Die gute taktische Variante der Volkacher, von Spielbeginn an Alexander Bitsch mannzudecken zeigte großen Erfolg. Sowohl über die ansonsten starke rechte Seite mit Jochen Bauer als auch über den Kreis mit Jakob Nielsen und teilweise Daniel Bitsch wurden nicht die erwünschten Akzente gesetzt. Der wiedergenesene Alexander Schmitt hatte zwar über die gesamte Spielzeit hinweg in der Abwehr den Top-Torjäger der HSG Volkach Thorsten Klinger bestens im Griff, im Angriff jedoch konnte er als Aufbauspieler kaum Akzente setzen. Da griff der neue Trainer des MHV Schweinfurt 09 in seine Trickkiste und ließ den jungen Florian Schmidt als dritten Shooter auflaufen. Dies zeigte sofort Wirkung: In den darauffolgenden Minuten traf der 19-jährige bei seinen Angriffen nach Belieben und hielt die Hausherren im Spiel. Mit einer glücklichen 12:11-Führung ging man in die Kabinen und die Zuschauer hofften auf eine bessere 2. Halbzeit.

Doch es blieb bei der Hoffnung. Nur aufgrund einer hervorragenden Abwehr- und guten Torwartleistungen konnten die Schweinfurter im Spiel bleiben, nachdem die Quote an technischen Fehlern im Angriffsspiel hoch blieb.
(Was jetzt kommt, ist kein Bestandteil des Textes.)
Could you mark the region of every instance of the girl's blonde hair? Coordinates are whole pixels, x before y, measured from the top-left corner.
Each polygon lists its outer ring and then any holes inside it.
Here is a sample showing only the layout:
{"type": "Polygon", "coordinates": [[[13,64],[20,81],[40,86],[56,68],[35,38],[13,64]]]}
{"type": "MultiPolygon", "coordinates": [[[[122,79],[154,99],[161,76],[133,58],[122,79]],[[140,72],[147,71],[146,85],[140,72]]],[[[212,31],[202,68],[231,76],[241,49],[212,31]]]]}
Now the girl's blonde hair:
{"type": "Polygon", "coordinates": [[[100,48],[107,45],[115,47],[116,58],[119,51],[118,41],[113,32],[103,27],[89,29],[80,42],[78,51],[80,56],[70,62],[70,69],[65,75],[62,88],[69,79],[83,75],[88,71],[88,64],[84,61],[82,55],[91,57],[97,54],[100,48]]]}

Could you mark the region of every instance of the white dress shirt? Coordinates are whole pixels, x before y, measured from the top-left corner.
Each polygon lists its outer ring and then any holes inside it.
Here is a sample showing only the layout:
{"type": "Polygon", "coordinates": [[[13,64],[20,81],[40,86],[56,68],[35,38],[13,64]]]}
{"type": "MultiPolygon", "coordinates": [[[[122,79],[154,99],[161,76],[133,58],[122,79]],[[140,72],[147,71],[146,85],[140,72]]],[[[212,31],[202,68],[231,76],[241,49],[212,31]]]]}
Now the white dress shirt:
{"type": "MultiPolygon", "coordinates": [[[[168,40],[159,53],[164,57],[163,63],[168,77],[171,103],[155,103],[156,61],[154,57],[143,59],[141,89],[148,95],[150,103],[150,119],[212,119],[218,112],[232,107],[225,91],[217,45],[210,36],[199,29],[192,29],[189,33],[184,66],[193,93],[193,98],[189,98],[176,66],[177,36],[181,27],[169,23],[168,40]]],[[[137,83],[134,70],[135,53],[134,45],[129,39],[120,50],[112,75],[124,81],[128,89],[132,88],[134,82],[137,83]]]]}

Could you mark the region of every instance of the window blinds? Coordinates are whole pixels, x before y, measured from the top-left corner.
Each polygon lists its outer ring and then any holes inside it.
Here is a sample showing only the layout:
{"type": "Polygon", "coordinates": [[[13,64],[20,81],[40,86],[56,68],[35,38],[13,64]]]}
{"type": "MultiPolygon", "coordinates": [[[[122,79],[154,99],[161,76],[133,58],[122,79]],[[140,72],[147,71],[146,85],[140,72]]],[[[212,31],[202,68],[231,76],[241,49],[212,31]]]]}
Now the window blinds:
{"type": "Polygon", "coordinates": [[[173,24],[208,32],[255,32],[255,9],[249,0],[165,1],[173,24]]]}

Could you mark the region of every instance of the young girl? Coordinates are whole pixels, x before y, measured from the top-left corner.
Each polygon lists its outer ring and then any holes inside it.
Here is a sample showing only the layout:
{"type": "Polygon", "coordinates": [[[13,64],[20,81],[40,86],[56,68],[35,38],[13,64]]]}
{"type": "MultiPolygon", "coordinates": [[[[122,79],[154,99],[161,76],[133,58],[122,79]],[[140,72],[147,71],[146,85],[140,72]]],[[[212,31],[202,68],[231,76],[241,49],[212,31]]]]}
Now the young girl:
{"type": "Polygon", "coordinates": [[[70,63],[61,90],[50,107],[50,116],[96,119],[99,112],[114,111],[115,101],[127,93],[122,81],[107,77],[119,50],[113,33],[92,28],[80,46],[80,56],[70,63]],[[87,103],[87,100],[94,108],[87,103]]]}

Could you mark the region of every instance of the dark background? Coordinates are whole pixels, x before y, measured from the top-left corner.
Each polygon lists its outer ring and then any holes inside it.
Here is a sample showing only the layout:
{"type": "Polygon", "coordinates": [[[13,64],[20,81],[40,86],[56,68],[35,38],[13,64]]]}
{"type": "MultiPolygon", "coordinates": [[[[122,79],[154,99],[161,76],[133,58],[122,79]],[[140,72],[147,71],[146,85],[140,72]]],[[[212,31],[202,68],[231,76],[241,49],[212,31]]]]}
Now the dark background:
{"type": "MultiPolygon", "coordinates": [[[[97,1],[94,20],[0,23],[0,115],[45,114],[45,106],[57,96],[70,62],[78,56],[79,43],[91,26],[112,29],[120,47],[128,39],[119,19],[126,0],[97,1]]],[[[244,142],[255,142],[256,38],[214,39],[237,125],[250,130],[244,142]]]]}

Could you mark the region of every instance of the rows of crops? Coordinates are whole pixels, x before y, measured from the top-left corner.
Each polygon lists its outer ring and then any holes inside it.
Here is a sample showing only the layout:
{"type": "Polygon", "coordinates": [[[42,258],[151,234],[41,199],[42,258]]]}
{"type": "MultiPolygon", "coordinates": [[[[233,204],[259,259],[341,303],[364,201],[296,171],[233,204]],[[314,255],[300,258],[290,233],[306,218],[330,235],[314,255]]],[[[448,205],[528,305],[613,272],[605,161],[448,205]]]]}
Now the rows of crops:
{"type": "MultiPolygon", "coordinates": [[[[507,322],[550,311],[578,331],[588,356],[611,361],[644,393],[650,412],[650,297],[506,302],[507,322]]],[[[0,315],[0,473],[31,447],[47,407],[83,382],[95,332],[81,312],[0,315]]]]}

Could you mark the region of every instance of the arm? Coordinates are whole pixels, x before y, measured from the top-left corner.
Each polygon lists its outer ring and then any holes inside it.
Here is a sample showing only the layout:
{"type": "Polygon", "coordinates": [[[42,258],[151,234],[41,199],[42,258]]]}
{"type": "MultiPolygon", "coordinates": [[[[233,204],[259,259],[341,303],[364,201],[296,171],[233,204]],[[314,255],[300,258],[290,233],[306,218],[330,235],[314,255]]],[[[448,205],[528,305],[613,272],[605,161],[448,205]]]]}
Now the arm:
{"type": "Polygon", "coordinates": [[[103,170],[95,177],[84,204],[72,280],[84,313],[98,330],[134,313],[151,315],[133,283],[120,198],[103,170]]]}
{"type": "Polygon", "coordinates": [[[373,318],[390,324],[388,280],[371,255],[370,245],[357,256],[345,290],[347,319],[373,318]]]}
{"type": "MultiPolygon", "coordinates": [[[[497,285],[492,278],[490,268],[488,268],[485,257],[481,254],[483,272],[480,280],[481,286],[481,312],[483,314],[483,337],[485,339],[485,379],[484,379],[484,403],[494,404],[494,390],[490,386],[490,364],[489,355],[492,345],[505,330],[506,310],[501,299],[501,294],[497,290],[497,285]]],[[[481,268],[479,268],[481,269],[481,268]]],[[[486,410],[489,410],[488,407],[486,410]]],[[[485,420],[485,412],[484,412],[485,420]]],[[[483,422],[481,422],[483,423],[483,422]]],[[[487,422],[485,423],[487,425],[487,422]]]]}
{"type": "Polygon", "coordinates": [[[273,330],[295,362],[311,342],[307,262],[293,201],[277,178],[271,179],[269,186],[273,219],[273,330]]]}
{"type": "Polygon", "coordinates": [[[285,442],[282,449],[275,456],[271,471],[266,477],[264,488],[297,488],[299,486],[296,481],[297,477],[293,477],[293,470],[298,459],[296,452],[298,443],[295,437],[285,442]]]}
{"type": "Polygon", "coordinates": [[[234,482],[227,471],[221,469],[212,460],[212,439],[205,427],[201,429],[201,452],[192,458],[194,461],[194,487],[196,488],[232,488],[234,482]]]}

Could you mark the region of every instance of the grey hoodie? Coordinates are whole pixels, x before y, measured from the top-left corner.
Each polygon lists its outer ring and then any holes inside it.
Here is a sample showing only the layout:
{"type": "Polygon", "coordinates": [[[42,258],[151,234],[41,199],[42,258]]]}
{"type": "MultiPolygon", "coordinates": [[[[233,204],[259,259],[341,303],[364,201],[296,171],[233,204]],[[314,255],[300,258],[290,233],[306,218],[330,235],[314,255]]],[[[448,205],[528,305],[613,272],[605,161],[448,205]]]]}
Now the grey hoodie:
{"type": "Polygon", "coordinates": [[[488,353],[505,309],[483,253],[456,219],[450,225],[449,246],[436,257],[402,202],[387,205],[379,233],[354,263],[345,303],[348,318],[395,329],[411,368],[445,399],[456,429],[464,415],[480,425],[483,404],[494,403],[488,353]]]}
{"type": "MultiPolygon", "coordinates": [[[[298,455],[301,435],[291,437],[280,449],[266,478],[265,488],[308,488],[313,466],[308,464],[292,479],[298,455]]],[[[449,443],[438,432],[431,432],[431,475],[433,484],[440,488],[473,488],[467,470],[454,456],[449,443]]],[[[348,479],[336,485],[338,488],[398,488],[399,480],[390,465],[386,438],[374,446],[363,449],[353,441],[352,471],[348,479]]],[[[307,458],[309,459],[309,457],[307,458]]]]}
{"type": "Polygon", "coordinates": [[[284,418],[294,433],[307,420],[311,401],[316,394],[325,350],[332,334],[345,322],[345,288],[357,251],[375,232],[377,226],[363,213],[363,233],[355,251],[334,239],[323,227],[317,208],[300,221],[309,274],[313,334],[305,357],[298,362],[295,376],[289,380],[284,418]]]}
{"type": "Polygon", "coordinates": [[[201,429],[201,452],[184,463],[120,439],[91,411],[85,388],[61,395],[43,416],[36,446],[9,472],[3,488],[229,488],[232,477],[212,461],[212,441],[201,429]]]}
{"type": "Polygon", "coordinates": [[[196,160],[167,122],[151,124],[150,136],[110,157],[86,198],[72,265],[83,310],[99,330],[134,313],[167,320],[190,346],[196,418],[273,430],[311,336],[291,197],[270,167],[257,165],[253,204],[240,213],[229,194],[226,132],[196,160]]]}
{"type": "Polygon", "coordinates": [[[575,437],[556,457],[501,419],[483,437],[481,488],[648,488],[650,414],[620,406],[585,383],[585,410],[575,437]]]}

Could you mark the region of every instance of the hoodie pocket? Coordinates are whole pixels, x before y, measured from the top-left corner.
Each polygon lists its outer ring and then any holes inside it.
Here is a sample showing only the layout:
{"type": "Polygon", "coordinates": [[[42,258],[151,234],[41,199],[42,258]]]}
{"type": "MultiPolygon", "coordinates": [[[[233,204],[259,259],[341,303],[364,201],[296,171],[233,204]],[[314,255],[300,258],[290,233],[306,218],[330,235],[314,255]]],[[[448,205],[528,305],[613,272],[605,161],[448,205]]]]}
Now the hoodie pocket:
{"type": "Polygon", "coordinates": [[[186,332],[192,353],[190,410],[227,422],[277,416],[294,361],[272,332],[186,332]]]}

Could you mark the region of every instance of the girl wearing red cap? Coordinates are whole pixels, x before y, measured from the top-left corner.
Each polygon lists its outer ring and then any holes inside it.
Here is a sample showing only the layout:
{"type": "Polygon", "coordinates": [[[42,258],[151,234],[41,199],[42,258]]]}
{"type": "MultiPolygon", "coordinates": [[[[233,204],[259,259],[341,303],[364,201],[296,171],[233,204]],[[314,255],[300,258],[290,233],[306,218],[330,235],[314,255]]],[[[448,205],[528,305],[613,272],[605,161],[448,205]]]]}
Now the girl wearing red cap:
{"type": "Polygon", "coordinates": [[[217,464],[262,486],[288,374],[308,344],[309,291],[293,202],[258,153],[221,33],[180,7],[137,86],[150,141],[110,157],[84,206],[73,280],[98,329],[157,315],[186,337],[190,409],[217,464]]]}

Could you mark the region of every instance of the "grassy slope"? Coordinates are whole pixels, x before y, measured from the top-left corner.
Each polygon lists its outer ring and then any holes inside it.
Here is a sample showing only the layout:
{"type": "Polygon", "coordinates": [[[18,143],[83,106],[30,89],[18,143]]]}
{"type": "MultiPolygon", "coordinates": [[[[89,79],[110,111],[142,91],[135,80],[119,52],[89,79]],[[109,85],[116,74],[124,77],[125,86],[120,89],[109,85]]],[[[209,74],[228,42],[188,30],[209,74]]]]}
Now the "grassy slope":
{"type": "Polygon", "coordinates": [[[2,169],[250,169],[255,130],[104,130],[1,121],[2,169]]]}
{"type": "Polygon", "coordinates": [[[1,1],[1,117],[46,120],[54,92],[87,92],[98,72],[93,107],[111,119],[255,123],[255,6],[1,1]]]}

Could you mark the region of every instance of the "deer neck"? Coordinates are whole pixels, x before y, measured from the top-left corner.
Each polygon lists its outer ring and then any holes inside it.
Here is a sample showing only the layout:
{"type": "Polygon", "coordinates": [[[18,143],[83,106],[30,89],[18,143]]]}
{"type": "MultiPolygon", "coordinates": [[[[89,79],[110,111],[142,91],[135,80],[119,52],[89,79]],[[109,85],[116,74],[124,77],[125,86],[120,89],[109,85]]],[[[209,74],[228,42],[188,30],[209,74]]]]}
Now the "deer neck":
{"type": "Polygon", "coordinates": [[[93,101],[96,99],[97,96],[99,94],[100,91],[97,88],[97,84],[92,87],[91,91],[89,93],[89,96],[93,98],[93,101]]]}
Insgesamt sah der objektive Betrachter an diesem Abend von beiden Mannschaften zu viele – im Tennis würde man sagen – „unforced errors“. Jetzt schlossen sich auch die beiden oberfränkischen Schiedsrichter dem Spiel der beiden Mannschaften an. Unverständliche Entscheidungen belasteten das Spiel noch zusätzlich. Die Partie wurde hektischer. Nachdem auch in der zweiten Halbzeit bis zur 50. Minute keine Mannschaften mit mehr als einem Treffer in Führung lag, konnte erstmals der Gastgeber eine Zweitore-Führung mit 20:18 erzielen. Wer jetzt dachte, das Blatt würde sich zu Gunsten des MHV wenden, sah sich abermals getäuscht. Nur fünf Minuten später lagen die Kugelstädter plötzlich mit 20:21 im Rückstand und der Schweinfurter Trainer nahm eine Auszeit.

Nach dem Weggang von Harun Tucovic im Dezember 2012 hat die Mannschaft aber eines in jedem der oben erwähnten Spiele gezeigt: Absoluten Teamgeist, höchste Einsatzbereitschaft und den unbändigen Siegeswillen. Würde das auch heute wieder den Ausschlag zugunsten der Schweinfurter geben? Nach der Auszeit glich man sofort zum 21:21 aus und in den letzten vier Minuten versagten bei beiden Angriffsreihen die Nerven. So kam es in der 60. Spielminute zu einem „Déjà vu“ der Vorwoche. Wie in Marktsteft erhielt man in den letzten 40 Sekunden die Möglichkeit, bei eigenem Angriff den Siegtreffer zu erzielen. Man hatte sichtlich aus dem Fehler der Vorwoche gelernt. Der letzte Angriff wurde durchdacht gespielt und drei Sekunden vor Schluss kam Alexander Bitsch mit einem Sprungwurf zum erwünschten Torwurf. Diesmal war es Thorsten Klinger aus Volkach, der den Angreifer sehr unsanft in den Wurfarm griff.

Gab es letzte Woche noch – für ein deutlich harmloseres Foul von Tobias Karl – die Rote Karte für den Abwehrspieler, so kam der Volkacher Spieler diesmal mit einer Zwei-Minuten-Strafe davon. Wieder zeigte die Hallenuhr 59:57 und der Gastgeber erhielt einen Freiwurf. Hier zeigte sich diesmal die Cleverness der Schweinfurter Spieler. Nicht der an diesem Tag beste Torschütze des MHV Schweinfurt 09 Florian Schmidt bekam den Ball zugespielt, sondern der als Kreisläufer umfunktionierte Daniel Bitsch, der nur durch ein Foul und Abwehr im Kreis gestoppt werden konnte. Die Hallensirene läutete. 60 Spielminuten waren vorbei und die Schiedsrichter gaben – einen 7-Meter. Aber wer sollte antreten? Der etatmäßige 7-Meter-Schütze Tobias Karl war gesperrt, Alexander Bitsch hatte sich bei der letzten Aktion an der Schulter verletzt, Jochen Bauer wollte gegen seine „alten Teamkollegen“ nicht antreten. Der Ball landete schließlich bei Jakob Nielsen, welcher keine Nervosität zeigte. Sicher verwandelte er zum Endstand von 22:21.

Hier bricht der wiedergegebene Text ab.